Acórdão do Tribunal da Relação de Lisboa
Processo:
13/19.9PJVFX.L1-5
Relator: LUÍS GOMINHO
Descritores: RECUSA DE JUÍZ
ESCUTAS TELEFÓNICAS
Nº do Documento: RL
Data do Acordão: 04/05/2022
Votação: UNANIMIDADE
Texto Integral: S
Texto Parcial: N
Meio Processual: RECUSA DE JUIZ
Decisão: CONCEDIDA
Sumário: I - À luz do preceituado no art. 43.º, n.ºs 1 e 2 do Código Processo Penal, na sua versão anterior à Lei n.º 94/20021, de 21 de Dezembro, embora a circunstância de a Mm.ª Juíza a quem cumprirá efectivar o respectivo julgamento ter aplicado ao Arguido, em sede do seu primeiro interrogatório a medida de coacção de apresentações periódicas, não justifique por si só a respectiva recusa, quando combinada com aquela outra de, no decurso do inquérito, ter determinado diversas intercepções telefónicas, cujo conteúdo durante o período aproximado de seis meses foi tomando conhecimento, seja para as validar, seja para as prorrogar, seja para consignar as que importa transcrever, seja ainda para determinar outras diligências de natureza jurisdicional, tais como a realização de “trace-back” e localização celular de comunicações áudio, SMS, MMS, fax e roaming efectuadas pelo Arguido, compõem uma situação qualitativamente diversa, para mais quando a acusação formulada expressamente convoca várias dessas intercepções.
II - Neste contexto plural, já se podem legitimar dúvidas aos olhos de terceiros e do próprio Arguido (mormente num cenário da sua condenação futura), sobre a total isenção da Senhora Juíza para julgar do mérito da causa, que a realização da Justiça importa que sejam dissipadas.
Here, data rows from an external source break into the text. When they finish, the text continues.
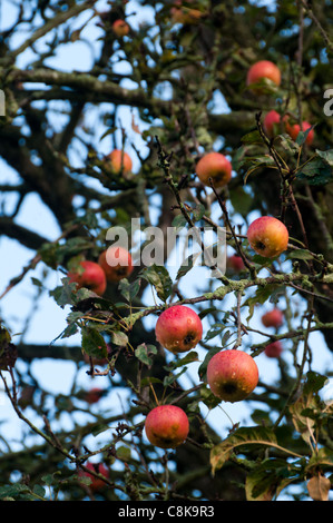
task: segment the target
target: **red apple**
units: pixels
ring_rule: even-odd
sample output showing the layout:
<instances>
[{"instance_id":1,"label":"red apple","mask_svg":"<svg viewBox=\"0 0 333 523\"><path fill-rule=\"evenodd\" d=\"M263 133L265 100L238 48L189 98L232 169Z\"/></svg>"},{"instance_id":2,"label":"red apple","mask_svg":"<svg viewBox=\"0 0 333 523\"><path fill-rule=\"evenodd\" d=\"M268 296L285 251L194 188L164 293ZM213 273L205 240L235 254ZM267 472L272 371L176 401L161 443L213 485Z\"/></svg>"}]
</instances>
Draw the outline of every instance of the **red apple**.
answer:
<instances>
[{"instance_id":1,"label":"red apple","mask_svg":"<svg viewBox=\"0 0 333 523\"><path fill-rule=\"evenodd\" d=\"M277 111L272 110L267 112L264 118L264 129L270 138L273 138L273 136L276 135L276 130L278 130L280 122L281 115L278 115Z\"/></svg>"},{"instance_id":2,"label":"red apple","mask_svg":"<svg viewBox=\"0 0 333 523\"><path fill-rule=\"evenodd\" d=\"M176 405L159 405L146 417L146 436L151 445L159 448L175 448L184 443L188 435L188 417Z\"/></svg>"},{"instance_id":3,"label":"red apple","mask_svg":"<svg viewBox=\"0 0 333 523\"><path fill-rule=\"evenodd\" d=\"M214 187L224 187L232 178L232 164L221 152L208 152L196 166L199 180L208 187L209 178L213 179Z\"/></svg>"},{"instance_id":4,"label":"red apple","mask_svg":"<svg viewBox=\"0 0 333 523\"><path fill-rule=\"evenodd\" d=\"M241 270L244 270L245 265L242 256L238 256L237 254L229 256L226 260L226 267L234 273L241 273Z\"/></svg>"},{"instance_id":5,"label":"red apple","mask_svg":"<svg viewBox=\"0 0 333 523\"><path fill-rule=\"evenodd\" d=\"M170 9L172 19L175 23L184 23L184 24L195 24L198 23L199 19L203 16L203 12L198 9L192 9L186 6L182 6L182 0L176 0L174 2L179 7L173 7ZM190 3L190 0L187 0L187 3Z\"/></svg>"},{"instance_id":6,"label":"red apple","mask_svg":"<svg viewBox=\"0 0 333 523\"><path fill-rule=\"evenodd\" d=\"M247 239L257 254L265 258L275 258L286 250L288 231L286 226L277 218L262 216L249 225Z\"/></svg>"},{"instance_id":7,"label":"red apple","mask_svg":"<svg viewBox=\"0 0 333 523\"><path fill-rule=\"evenodd\" d=\"M106 468L106 466L102 463L87 462L86 467L89 468L89 471L104 475L106 478L109 477L109 471ZM89 474L89 472L80 471L79 476L89 477L91 480L91 483L89 483L88 486L92 492L98 492L106 486L106 483L102 480L94 476L92 474Z\"/></svg>"},{"instance_id":8,"label":"red apple","mask_svg":"<svg viewBox=\"0 0 333 523\"><path fill-rule=\"evenodd\" d=\"M215 396L225 402L241 402L256 387L258 368L254 358L243 351L221 351L208 362L207 382Z\"/></svg>"},{"instance_id":9,"label":"red apple","mask_svg":"<svg viewBox=\"0 0 333 523\"><path fill-rule=\"evenodd\" d=\"M87 403L89 403L90 405L92 405L94 403L99 402L99 399L101 398L101 396L102 396L102 388L92 387L92 388L90 388L90 391L88 391L88 392L85 394L85 402L87 402Z\"/></svg>"},{"instance_id":10,"label":"red apple","mask_svg":"<svg viewBox=\"0 0 333 523\"><path fill-rule=\"evenodd\" d=\"M270 60L257 61L248 69L246 85L259 83L264 79L271 80L276 86L281 83L280 69Z\"/></svg>"},{"instance_id":11,"label":"red apple","mask_svg":"<svg viewBox=\"0 0 333 523\"><path fill-rule=\"evenodd\" d=\"M133 259L124 247L109 247L98 258L98 263L105 272L107 282L117 283L127 278L133 272Z\"/></svg>"},{"instance_id":12,"label":"red apple","mask_svg":"<svg viewBox=\"0 0 333 523\"><path fill-rule=\"evenodd\" d=\"M290 124L288 121L288 116L286 116L284 118L284 125L285 125L285 131L290 135L290 137L295 141L298 134L300 134L300 130L301 130L301 126L298 124ZM307 129L310 129L311 124L308 124L308 121L303 121L302 122L302 131L306 131ZM305 139L305 144L307 144L308 146L312 145L314 140L314 130L311 129L311 131L307 134L306 136L306 139Z\"/></svg>"},{"instance_id":13,"label":"red apple","mask_svg":"<svg viewBox=\"0 0 333 523\"><path fill-rule=\"evenodd\" d=\"M273 343L270 343L270 345L266 346L265 351L264 351L264 354L267 356L267 357L280 357L281 356L281 353L283 352L283 347L282 347L282 344L281 342L273 342Z\"/></svg>"},{"instance_id":14,"label":"red apple","mask_svg":"<svg viewBox=\"0 0 333 523\"><path fill-rule=\"evenodd\" d=\"M262 317L263 325L265 327L281 327L283 325L283 313L278 308L273 308L265 313Z\"/></svg>"},{"instance_id":15,"label":"red apple","mask_svg":"<svg viewBox=\"0 0 333 523\"><path fill-rule=\"evenodd\" d=\"M174 305L165 309L155 326L156 339L173 354L194 348L203 337L199 316L185 305Z\"/></svg>"},{"instance_id":16,"label":"red apple","mask_svg":"<svg viewBox=\"0 0 333 523\"><path fill-rule=\"evenodd\" d=\"M131 171L133 162L130 156L121 149L115 149L110 152L106 160L110 170L115 175L128 175Z\"/></svg>"},{"instance_id":17,"label":"red apple","mask_svg":"<svg viewBox=\"0 0 333 523\"><path fill-rule=\"evenodd\" d=\"M126 37L129 33L129 26L125 20L116 20L112 23L112 31L119 38Z\"/></svg>"},{"instance_id":18,"label":"red apple","mask_svg":"<svg viewBox=\"0 0 333 523\"><path fill-rule=\"evenodd\" d=\"M80 263L82 272L68 273L69 282L76 283L78 288L86 287L102 296L106 292L107 280L105 272L95 262L82 260Z\"/></svg>"}]
</instances>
III – Em face do preceituado no art. 40.º, n.º 1, al. a), do Código Processo Penal, na decorrência da entrada em vigor da Lei supra mencionada, tal solução mostra-se inquestionável, pois que no âmbito do art. 268.º, n.º 1, daquele primeiro Diploma cabem a realização de primeiro interrogatório do arguido detido (al. a), e a aplicação de qualquer medida de coacção ou garantia patrimonial à excepção do TIR (al. b), da mesma forma que no art. 269.º, n.º1, se inclui a intercepção, gravação ou registo de comunicações nos termos dos art.ºs 187.º e 189.º (cfr. al. e). (Sumariado pelo relator)
Decisão Texto Parcial:
Decisão Texto Integral: Acordam, em conferência, na Secção Criminal (5.ª) da Relação de Lisboa:

I - Relatório:
I - 1.) Nos presentes autos a correr termos no Juízo Local Criminal de Vila Franca de Xira (Juiz 3), o arguido MW , com os demais sinais, nos termos e para os fins do art. 43.º a 45.º do Cód. Proc. Penal, veio a fls. 463 a 473 verso, requerer a recusa na continuação da intervenção da Mm.ª Juíza Dr.ª CB  nos presentes autos, maxime tendo em vista a realização do respectivo julgamento, que já esteve agendado, alegando para o efeito, resumidamente, que:
- Na sequência do seu 1.º interrogatório enquanto detido, aquela Senhora Magistrada, nas suas funções de Juíza de Instrução Criminal, não só validou essa situação, as buscas e as apreensões realizadas, como também, aplicou-lhe (para além do TIR prestado), a medida coactiva de apresentação periódica.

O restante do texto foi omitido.